The Last Olympic Neighbourhood – Merville

As a key media outlet for the 2010 Olympics, the Daily Gumboot is excited to bring you our “Olympics Neighbourhoods” series. Here’s how it works: each week, Managing Editor, Kurt Heinrich, and Editor-in-Chief, John will profile a different Vancouver neighbourhood with a specific focus on things that might interest out-of-town visitors who arrive in The Couve for the Olympics. We will do this between now and the 2010 Olympic Games in Vancouver and the story will be told be the Gumboot’s editors asking and answering the five questions below. These are the straight goods that you can’t get from VANOC, the Ministry of Tourism or the City of Vancouver. Let’s get to it!



1. Where is this neighbourhood exactly, and how do I get there?

JOHN: Merville is a mysterious and secret neighbourhood that exists between the West End and Stanley Park. Few Vancouverites have ever truly found this hidden gem of a community. Unfortunately, it is unreachable by public transit, although a quick hike or bike ride through some of Merville’s amazing trails will get you into the community’s heart in no time at all!

KURT: If you want a real answer, I’d suggest typing in Courtenay, BC into Google maps. Then go a little into the bush and presto, you’re there.

2. Why should a tourist/traveler be interested in it?

KURT: My favorite part about Merville is the streams. I can remember several happy occasions where I had the opportunity to A) float down them and B) dive underneath the rocks and through carved holes in the riverbed. No, I’m not on acid. There is such a place and its called Nymph Falls.

JOHN: The Merville General Store is probably one of the coolest, most eclectic places in Vancouver.
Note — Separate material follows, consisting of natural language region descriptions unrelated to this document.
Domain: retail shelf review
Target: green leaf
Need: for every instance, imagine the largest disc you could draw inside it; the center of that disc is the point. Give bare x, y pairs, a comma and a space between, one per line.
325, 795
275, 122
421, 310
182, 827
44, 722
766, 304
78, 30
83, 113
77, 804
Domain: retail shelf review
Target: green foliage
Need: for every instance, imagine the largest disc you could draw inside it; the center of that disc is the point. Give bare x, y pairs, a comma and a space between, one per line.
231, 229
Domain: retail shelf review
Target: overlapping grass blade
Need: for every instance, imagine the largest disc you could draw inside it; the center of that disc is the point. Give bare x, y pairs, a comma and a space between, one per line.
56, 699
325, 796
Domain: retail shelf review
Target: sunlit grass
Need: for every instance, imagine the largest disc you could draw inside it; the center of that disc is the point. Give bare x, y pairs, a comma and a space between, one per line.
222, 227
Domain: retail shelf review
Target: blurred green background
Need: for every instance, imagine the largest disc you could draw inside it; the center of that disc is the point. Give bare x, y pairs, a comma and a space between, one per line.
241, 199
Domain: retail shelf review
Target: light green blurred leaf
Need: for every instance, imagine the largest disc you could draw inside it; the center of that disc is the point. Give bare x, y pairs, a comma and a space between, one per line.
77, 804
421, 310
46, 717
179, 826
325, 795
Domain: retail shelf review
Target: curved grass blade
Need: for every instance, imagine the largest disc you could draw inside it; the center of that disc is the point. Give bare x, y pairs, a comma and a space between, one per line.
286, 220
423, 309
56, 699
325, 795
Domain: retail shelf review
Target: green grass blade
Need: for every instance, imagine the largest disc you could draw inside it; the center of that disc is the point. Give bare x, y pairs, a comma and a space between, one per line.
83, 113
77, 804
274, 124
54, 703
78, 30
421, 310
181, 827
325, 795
Colourful local characters who never, ever leave this hidden community pull up a bar stool and engage as many tourists and newcomers as possible in conversations that run the gamut from inspiring to downright weird. Merville also yields spectacular beeches, lush pastures and forests, as well as one of the most diverse mushroom populations in Coastal British Columbia. Finally, it’s the gumboot capital of Canada, which may or may not have inspired a couple of editors back at the beginning of this project.

3. What good and/or unique things are there to eat?

JOHN: As I said before, there are mushrooms galore! But if fungus isn’t for you, I recommend sampling some other amazing treats from the 100% local bounty of Merville. A lot of people here live off the grid (and some don’t like strangers shooting film on their porches, apparently), so their diet consists of truly local beef (we saw two or three cows during our trip), chickens and other fowl, pigs, goats, sheep, small-to-medium-sized-rodents, shellfish and non-shellfish, and a wide variety of roots, tubers and berries. The culinary highlight was probably stumbling across a gentleman who was harvesting some winter squash that he was planning to serve with heaping portions of rabbit stew. Yum yum!

KURT: Another great place to check out is the Atlas. Make sure you order their chicken focaccia sandwich. And also make sure you bring an appetite. John once finished second in an international hot dog eating contest (at least that’s what he tells me) and he still has trouble eating the whole sandwich.

4. What can I do for fun in this neighbourhood.

JOHN: Merville has one of the weirdest community traditions I’ve ever seen in my travels – which include history books, television shows and face-to-face adventures around the world. The locals love to rock fight. I don’t know how to explain it more simply, other than to write this: find someone else in the ‘hood and throw rocks at that person. Typically, the first rock is a warning shot and might not actually hit the person. After that, it’s game on! Like I said, it’s weird.

5. What are your three favourite things about Merville?

1) It’s a real place. If you’re only in town for a few more days, forget the Olympics and try to find Merville. This unique, hidden and quaint little community has a lot to offer and is a once-in-a-lifetime place to visit. In exchange for my telling you the community’s location I would accept hockey tickets. It’s worth it. Trust me.

2) Adventure. Whether it’s getting in a rock fight, evading curmudgeony locals or careening through a breathtaking forest, Merville has all sorts of spectacular outdoor sights to experience in a myriad of different ways.

3) Olympic Spirit. Did you know that 100% of Mervillians support the Olympics? Also, Canadian Hockey Defenseman, Brent Seabrook is actually from the tiny Stanley Park hamlet of Merville! True story. Before moving to Delta/Tswwassen, Mr. Seabrook honed his hockey skills by shooting rocks against trees with his grandfather’s hockey stick.